Sunday, May 9, 2010

Who Knows How Much This Will Cost?


As BP continues to struggle to cap the leaking oil in the Gulf, one of the first things we learned is that they only have to pay $75 Million of consequential damages (losses affected people will have to their property and businesses) plus the cost of cleanup. This law, of course, was written and passed in 1990 after the Exxon Valdez spill.

After the oil hit the sea, Bill Nelson and others in Congress immediately said that we need to raise the limits of liability for consequential damages (loss of jobs for fishermen, for example) from oil spills from $75 Million to $10 Billion.

Both amounts are woefully inadequate.

Why limit it to $10 Billion when we don't even know the extent of the current disaster?

Maybe Big Oil will operate more safely if they don't have their liability limited.

Take a look at the chart on Page 3P of the May 9, 2010, St. Petersburg Times for a glimpse at the 2009 profits of the oil companies and you'll see that $10 Billion is a drop in one year's bucket of profits. (Exxon $45.2 Billion, BP $21.2 Billion, Shell $26.3 Billion, Chevron $23.9 Billion, Citgo $7.5 Billion....)

Who came up with the $10 Billion Dollar number that Bill Nelson is touting?

Until the Oil Companies can show they can cap the damn leak, we shouldn't even be talking about any caps on their liability. We don't have any idea yet what the extent of the damage from this one leak will be. Is this just another attempt to build in "too big to fail protections" in another form by capping damages?

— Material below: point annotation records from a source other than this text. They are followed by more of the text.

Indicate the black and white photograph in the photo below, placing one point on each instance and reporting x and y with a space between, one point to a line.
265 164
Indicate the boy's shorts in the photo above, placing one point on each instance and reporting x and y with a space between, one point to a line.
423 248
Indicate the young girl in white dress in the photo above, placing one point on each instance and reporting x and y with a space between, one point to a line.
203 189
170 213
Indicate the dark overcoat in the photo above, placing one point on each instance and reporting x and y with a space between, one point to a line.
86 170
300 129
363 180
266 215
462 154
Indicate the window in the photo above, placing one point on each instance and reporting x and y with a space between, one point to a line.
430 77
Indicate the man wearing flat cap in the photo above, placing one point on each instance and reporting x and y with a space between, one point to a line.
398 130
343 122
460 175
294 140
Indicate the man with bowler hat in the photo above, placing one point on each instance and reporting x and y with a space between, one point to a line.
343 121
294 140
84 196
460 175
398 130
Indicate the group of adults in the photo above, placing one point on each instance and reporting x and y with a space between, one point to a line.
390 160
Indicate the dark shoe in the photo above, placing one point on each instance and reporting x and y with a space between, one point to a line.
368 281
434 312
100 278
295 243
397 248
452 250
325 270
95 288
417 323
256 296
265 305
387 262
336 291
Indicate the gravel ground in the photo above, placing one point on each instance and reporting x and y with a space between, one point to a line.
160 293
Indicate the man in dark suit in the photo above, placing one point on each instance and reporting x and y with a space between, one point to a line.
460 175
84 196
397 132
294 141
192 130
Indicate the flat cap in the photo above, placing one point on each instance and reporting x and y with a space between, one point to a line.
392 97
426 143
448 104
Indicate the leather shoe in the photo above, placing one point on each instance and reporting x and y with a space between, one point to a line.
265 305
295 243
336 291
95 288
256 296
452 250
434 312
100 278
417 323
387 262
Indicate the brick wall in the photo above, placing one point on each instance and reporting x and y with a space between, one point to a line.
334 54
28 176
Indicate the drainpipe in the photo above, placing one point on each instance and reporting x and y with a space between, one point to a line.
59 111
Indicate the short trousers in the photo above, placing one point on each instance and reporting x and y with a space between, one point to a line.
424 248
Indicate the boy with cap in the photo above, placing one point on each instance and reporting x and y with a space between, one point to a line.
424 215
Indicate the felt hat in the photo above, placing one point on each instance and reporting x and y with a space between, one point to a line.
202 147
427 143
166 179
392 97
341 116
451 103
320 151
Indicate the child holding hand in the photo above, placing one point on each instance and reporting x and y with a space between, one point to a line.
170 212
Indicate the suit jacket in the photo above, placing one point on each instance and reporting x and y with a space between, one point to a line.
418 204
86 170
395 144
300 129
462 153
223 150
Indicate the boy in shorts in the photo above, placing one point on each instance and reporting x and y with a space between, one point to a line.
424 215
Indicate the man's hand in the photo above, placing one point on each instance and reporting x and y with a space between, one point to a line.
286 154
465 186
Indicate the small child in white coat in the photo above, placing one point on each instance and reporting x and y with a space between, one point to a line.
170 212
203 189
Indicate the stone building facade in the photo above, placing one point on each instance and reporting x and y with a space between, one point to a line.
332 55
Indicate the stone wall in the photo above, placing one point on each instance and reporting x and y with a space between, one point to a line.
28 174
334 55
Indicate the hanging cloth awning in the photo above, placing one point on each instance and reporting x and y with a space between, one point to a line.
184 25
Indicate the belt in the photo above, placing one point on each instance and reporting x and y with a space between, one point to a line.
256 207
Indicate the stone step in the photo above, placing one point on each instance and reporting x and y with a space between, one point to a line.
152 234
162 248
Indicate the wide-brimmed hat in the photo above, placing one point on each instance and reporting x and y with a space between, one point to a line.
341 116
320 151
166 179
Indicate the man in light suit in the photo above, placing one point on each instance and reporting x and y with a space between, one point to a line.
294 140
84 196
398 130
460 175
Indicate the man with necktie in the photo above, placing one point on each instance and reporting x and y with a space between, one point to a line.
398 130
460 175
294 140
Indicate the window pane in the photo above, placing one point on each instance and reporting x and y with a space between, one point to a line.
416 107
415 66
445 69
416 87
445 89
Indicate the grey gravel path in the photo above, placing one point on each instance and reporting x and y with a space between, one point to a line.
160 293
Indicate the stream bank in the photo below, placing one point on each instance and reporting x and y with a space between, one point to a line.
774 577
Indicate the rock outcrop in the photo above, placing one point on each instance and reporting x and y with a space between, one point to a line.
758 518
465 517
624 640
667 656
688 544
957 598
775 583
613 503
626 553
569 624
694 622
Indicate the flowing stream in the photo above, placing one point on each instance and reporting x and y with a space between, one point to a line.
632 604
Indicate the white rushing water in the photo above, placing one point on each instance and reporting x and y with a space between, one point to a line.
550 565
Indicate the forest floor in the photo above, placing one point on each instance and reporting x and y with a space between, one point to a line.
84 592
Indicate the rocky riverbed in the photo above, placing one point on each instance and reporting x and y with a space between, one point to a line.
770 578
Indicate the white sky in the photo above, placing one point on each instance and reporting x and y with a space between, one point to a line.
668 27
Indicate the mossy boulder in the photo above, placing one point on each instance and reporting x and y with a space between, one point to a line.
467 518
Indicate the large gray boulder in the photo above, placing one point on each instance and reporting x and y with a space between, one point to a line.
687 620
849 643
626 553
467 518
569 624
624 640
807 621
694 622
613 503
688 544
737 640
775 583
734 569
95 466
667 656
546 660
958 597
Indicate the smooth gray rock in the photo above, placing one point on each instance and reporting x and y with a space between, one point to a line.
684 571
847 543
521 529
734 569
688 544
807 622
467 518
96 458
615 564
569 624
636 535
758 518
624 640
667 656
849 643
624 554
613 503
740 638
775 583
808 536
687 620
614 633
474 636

Are the oil companies ever going to cap their prices that we pay at the pump? Then why should we allow them to act recklessly, without impunity?

Let Senator Nelson know that there should be no caps!

1 comment:

  1. It would be insane to cap BP's liability! BP may have to pay for the fish-instrustry, as well as the tourist-industry in 4 or 7 states, and for the next 25 years. BP's yearly profits of $21.2 billion as compensation is a drop in the bucket, if they cannot immediately stop the leak. A trillion dollars may not be sufficient for the compensation of 7 states for 25+ years!